Publications

Sun, WX; Li, J; Jiang, MH; Yuan, QQ (2023). Supervised and self-supervised learning-based cascade spatiotemporal fusion framework and its application. ISPRS JOURNAL OF PHOTOGRAMMETRY AND REMOTE SENSING, 203, 19-36.

Abstract
Spatiotemporal fusion (STF) is considered an effective way to address the mutual constraints of the spatiotem-poral resolutions of the remote sensing images from a single satellite sensor. Although the deep learning (DL) -based STF methods have shown great potential so far, there are still some deficiencies. Supervised DL-based methods usually train the network on the original scale data with richer spatial information, but they utilize only the data at auxiliary dates to generate the fusion data at prediction dates, which may perform poorly when significant spatiotemporal changes occur between the auxiliary and prediction dates. For self-supervised DL -based methods, the training can focus more on the data at prediction dates, but the network is generally trained on the down-sampled data with less spatial information, causing insufficient spatial structures of the fusion results. Based on the above, we innovatively combine supervised and self-supervised learning and propose a dual-stage cascade STF framework.
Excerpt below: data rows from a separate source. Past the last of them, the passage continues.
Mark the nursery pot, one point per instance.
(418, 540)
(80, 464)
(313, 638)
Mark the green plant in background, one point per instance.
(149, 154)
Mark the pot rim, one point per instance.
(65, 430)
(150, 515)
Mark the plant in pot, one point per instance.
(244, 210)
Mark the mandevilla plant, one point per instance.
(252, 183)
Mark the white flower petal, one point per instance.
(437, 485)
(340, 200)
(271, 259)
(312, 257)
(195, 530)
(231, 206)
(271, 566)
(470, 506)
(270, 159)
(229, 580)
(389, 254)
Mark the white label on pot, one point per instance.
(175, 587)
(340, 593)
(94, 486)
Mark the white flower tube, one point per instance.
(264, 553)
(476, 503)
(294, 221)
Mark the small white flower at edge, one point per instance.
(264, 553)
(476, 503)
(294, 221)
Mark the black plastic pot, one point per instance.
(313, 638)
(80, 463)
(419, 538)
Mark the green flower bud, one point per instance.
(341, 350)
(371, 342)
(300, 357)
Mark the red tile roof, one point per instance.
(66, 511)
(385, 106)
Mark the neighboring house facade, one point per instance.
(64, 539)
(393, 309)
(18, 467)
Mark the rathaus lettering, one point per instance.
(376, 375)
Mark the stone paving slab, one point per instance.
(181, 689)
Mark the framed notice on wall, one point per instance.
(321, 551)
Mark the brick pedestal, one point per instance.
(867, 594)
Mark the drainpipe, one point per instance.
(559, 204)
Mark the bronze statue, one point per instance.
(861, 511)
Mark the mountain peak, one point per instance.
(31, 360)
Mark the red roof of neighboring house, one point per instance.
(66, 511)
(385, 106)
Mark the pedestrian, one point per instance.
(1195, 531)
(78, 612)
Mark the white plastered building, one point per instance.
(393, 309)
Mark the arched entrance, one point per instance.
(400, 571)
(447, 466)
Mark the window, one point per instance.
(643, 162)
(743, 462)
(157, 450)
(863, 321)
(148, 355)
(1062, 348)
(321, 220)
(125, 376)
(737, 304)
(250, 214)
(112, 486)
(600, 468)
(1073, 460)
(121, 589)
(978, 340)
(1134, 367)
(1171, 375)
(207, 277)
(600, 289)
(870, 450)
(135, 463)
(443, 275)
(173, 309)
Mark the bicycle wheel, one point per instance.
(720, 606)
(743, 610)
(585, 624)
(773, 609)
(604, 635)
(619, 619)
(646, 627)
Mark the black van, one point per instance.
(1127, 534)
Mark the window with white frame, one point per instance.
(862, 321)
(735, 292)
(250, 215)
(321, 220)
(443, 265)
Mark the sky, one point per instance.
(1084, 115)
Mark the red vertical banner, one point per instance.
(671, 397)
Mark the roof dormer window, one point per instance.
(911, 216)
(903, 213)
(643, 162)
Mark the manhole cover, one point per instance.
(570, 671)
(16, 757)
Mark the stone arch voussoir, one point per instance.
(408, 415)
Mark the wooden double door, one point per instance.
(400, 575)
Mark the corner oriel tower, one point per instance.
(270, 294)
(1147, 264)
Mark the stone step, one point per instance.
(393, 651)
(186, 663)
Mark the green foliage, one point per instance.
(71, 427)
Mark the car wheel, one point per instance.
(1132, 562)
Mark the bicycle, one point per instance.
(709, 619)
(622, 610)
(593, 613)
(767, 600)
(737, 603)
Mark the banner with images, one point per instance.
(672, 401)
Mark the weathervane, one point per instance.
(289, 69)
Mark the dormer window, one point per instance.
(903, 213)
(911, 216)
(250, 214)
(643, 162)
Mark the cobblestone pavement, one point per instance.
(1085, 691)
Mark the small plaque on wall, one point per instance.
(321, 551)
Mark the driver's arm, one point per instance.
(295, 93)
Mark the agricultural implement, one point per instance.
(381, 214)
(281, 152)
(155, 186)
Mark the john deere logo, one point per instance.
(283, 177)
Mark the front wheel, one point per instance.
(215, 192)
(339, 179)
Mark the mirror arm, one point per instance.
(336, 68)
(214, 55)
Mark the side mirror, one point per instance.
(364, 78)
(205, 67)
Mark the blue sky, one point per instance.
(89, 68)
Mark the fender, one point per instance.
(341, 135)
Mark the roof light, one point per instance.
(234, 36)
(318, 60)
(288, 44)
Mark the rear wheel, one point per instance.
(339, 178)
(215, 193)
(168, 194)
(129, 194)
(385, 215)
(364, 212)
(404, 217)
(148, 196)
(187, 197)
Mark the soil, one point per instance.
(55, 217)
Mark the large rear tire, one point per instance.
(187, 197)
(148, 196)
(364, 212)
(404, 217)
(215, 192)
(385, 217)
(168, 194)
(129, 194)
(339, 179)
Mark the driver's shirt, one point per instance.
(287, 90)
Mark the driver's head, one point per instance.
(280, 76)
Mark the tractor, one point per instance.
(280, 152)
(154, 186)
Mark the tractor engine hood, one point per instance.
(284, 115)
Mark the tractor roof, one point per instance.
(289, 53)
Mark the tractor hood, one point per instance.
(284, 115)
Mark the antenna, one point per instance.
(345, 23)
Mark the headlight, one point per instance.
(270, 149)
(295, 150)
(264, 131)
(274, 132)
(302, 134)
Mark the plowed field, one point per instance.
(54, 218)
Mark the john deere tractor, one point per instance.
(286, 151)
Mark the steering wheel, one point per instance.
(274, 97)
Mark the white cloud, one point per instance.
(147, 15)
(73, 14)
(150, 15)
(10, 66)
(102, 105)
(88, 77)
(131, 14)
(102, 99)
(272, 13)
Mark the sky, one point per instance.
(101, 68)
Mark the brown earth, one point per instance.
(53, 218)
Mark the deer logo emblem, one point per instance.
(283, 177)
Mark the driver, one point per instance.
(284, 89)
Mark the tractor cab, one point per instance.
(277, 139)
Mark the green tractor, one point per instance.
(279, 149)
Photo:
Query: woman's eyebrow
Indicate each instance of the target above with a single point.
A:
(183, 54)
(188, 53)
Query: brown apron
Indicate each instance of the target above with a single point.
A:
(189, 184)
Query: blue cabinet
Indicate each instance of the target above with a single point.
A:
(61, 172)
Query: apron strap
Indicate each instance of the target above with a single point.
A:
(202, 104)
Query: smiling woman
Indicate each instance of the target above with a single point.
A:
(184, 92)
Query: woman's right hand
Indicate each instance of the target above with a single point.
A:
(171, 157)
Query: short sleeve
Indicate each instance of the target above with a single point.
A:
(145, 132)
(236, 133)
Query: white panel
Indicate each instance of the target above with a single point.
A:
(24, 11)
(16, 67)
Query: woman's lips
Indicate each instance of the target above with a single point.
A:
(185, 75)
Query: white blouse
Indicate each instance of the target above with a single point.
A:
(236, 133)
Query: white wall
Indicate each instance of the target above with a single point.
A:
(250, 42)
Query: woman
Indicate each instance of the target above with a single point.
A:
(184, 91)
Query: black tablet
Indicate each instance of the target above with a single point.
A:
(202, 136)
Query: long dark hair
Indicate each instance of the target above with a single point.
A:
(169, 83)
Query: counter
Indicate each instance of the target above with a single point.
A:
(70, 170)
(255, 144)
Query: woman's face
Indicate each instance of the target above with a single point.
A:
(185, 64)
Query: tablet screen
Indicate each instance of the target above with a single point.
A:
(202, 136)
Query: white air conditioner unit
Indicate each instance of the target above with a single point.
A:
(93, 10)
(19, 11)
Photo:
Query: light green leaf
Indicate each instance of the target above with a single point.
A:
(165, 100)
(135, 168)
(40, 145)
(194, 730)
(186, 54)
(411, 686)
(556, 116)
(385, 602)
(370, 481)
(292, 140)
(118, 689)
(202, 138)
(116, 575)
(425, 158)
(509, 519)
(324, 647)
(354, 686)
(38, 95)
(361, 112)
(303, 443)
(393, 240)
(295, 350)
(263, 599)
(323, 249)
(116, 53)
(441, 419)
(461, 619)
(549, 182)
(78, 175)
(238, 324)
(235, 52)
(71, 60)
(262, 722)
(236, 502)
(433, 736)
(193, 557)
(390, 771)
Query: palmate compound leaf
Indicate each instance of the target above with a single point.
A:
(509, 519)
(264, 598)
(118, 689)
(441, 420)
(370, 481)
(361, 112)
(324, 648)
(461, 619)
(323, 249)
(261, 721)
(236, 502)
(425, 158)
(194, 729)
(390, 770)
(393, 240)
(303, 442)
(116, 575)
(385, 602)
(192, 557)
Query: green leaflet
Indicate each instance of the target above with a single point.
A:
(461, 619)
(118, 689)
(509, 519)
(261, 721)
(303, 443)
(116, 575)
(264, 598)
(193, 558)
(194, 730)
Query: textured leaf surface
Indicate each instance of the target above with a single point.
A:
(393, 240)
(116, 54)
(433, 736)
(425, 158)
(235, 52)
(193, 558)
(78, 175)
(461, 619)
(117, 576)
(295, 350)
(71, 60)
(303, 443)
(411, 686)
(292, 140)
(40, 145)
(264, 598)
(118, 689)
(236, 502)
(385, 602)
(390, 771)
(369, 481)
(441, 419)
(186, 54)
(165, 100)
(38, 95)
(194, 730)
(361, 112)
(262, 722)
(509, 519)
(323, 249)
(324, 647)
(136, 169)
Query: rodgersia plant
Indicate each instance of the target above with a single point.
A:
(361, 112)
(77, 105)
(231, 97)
In the first stage, a model based on supervised learning is trained on the data at auxiliary dates to extract abundant spatial features and obtain the initial fusion results. In the second stage, we utilize a self-supervised strategy to excavate the spatiotemporal features of prediction dates based on the initial fusion results and the observed data at prediction dates. In addition, to alleviate the insufficient consideration of the temporal correlation in existing STF methods, we design a temporal consistency loss function to fully utilize the temporal correlation information between multiple prediction dates to generate more accurate fusion results. The proposed framework can not only realize the STF of remote sensing images but also be well applied to the STF of remote sensing products such as land surface temperature (LST). Based on the quantitative results of three datasets, the proposed method improves the quantitative indices of root mean square error (RMSE), structural similarity (SSIM), erreur relative global adimensionnelle de synthese (ERGAS), peak signal to noise ratio (PSNR), and spectral angle mapper (SAM) by up to 0.2014, 0.0279, 0.6797, 0.7629, and 0.2006 at most compared with the best comparison method, which fully shows the superiority of our method.

DOI:
10.1016/j.isprsjprs.2023.07.022

ISSN:
1872-8235